乾せんってどんな病気?
乾せんは免疫の病気です。表皮の新陳代謝の周期が短くなって表皮が厚く(赤く)なります。そして、皮膚の角質がポロポロと剥がれ落ちます。また患者さんの半数ぐらいはかゆみを訴えます。

乾せんの種類① 尋常性乾せん
最も多いのは「尋常性乾せん」。乾せん全体のおよそ80%を占めています。一般的に乾せんというと、この尋常性乾せんのことを指します。尋常性とは普通という意味です。このように比較的境界がはっきりした発疹が現れます。発疹の形は少し違いますが、両方とも乾せんの典型的な症状です。

乾せんの種類② 乾せん性関節炎
「乾せん性関節炎」は、乾せん全体の15%ぐらいと言われています。
皮膚症状に加えて、関節やアキレス腱(けん)などの痛みや腫れ、変形といった関節症状が出るタイプです。関節リウマチと間違われやすいのですが、違う病気です。関節が変形してしまわないように積極的な治療が必要です。

原因は免疫バランス
乾せんの発症原因は、まだ全てが明らかになってはいませんが、乾せんになりやすい遺伝的な要因を持った人にさまざまな環境的要因、例えば、ストレスや生活習慣の乱れ、飲酒や喫煙、感染症などが複雑に関与して免疫バランスの異常が起こり、乾せんの発症につながると考えられています。
正常であれば、皮膚の一番外側にある表皮は、28日~45日程度のサイクルで新しい表皮に生まれ変わっています。しかし、乾せんの場合は、免疫バランスに異常が起きて正常のおよそ10倍のスピードで新しい表皮を作り出して増殖します。


これは、皮膚を作り出すように命令をする免疫細胞がなんらかの原因で異常に活性化するためです。活性化した免疫細胞は、たんぱく質「サイトカイン」と呼ばれるものを作り、表皮の増殖や炎症を起こします。
さらに、発疹のような目に見える炎症だけでなく、体内部の炎症も進行して、血管の障害や、動脈硬化を促進し、心筋梗塞などのリスクが増加します。つまり、皮膚疾患から、全身性の疾患にまでつながってしまう可能性があるのです。
症状に合わせた治療方法

ぬり薬の治療は、ステロイドや、活性型ビタミンD3軟こうなどを患部に塗るというものです。

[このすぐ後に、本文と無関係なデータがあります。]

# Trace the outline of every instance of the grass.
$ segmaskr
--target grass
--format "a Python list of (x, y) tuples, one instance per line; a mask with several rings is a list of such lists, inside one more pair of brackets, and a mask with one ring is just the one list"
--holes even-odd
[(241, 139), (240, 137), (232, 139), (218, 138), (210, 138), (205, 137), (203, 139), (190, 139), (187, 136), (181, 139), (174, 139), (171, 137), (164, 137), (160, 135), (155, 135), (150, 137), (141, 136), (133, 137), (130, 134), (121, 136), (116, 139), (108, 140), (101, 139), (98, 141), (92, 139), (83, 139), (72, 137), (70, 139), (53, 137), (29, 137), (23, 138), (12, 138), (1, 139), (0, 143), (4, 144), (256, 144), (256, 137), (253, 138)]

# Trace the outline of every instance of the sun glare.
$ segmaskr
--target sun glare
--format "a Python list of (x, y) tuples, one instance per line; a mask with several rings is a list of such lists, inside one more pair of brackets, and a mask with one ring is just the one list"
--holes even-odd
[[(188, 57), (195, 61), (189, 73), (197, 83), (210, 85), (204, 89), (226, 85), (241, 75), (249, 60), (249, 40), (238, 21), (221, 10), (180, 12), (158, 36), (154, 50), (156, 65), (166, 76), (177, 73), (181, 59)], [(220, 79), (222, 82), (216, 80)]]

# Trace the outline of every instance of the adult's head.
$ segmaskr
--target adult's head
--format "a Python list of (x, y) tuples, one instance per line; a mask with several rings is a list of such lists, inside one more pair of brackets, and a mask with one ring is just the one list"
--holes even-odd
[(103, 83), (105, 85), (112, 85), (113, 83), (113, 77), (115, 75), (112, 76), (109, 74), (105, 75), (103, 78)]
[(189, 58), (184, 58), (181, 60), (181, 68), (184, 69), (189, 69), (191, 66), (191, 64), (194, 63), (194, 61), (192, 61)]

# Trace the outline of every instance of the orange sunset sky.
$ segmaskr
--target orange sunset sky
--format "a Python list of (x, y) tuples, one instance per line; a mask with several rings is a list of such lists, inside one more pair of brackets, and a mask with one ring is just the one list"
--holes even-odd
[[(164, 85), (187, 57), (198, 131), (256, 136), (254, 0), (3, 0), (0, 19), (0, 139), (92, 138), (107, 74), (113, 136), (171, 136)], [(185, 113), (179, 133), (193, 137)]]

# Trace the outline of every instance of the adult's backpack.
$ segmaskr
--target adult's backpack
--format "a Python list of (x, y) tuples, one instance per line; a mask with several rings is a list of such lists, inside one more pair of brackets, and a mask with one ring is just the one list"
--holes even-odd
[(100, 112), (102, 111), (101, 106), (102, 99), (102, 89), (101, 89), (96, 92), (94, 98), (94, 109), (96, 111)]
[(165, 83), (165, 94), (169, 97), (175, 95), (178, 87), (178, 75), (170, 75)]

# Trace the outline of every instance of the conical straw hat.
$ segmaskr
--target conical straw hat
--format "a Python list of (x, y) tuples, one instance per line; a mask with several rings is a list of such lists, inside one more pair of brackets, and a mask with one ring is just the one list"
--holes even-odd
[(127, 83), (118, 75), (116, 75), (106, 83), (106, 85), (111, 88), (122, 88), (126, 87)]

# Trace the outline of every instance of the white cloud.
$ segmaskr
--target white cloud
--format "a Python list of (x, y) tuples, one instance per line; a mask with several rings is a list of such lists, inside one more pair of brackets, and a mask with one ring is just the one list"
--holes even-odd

これによって活性化した免疫細胞を落ち着かせたり、表皮細胞のターンオーバー異常を整えたりします。
のみ薬は、過剰に活性化した免疫細胞を抑制したり、調節したりする薬で、免疫の正常化を図ります。
※2022年9月に、新しいメカニズムののみ薬(TYK2阻害薬デュークラバシチニブ)が承認されました。
その他には、光線療法というものがあります。ナローバンドUVBなどがあり、これらの紫外線には、過剰な免疫反応を抑制する作用があります。また、制御性T細胞という免疫を調節する司令塔の細胞を増やすことで、活性化した免疫細胞を落ち着かせる作用もあります。
さらに近年、毎年のように開発が進んでいるのが、生物学的製剤です。これは皮下注射や点滴などの方法で投与します。
炎症に関わるサイトカインをピンポイントで抑制して症状を改善するというものです。高額治療にはなりますが、症状を抑える効果が非常に高く、これまで治療が難しかった乾せんの特効薬として注目されています。

現在は10剤もの薬が使えるようになり、皮膚によく効くものや、関節によく効くもの、即効性があるものなど、さまざまな特性があります。患者さんの症状や、基礎疾患、重症度によって使い分けることが可能です。選択肢が多くなり、もし治療効果がうまく出なくても他の製剤に変更できる利点があります。
現在、このような治療法を用いて、症状がほぼ気にならない状態(寛解)にまで治すことが可能になっています。約9割の症状は抑えることが可能になりました。まだ誤解されている方が多いのですが、乾せんは決してうつりません。乾せんは慢性の病気ですが、早くから良い状態にコントロールをすることが重要です。
お困りの方はぜひ、皮膚科医にご相談ください。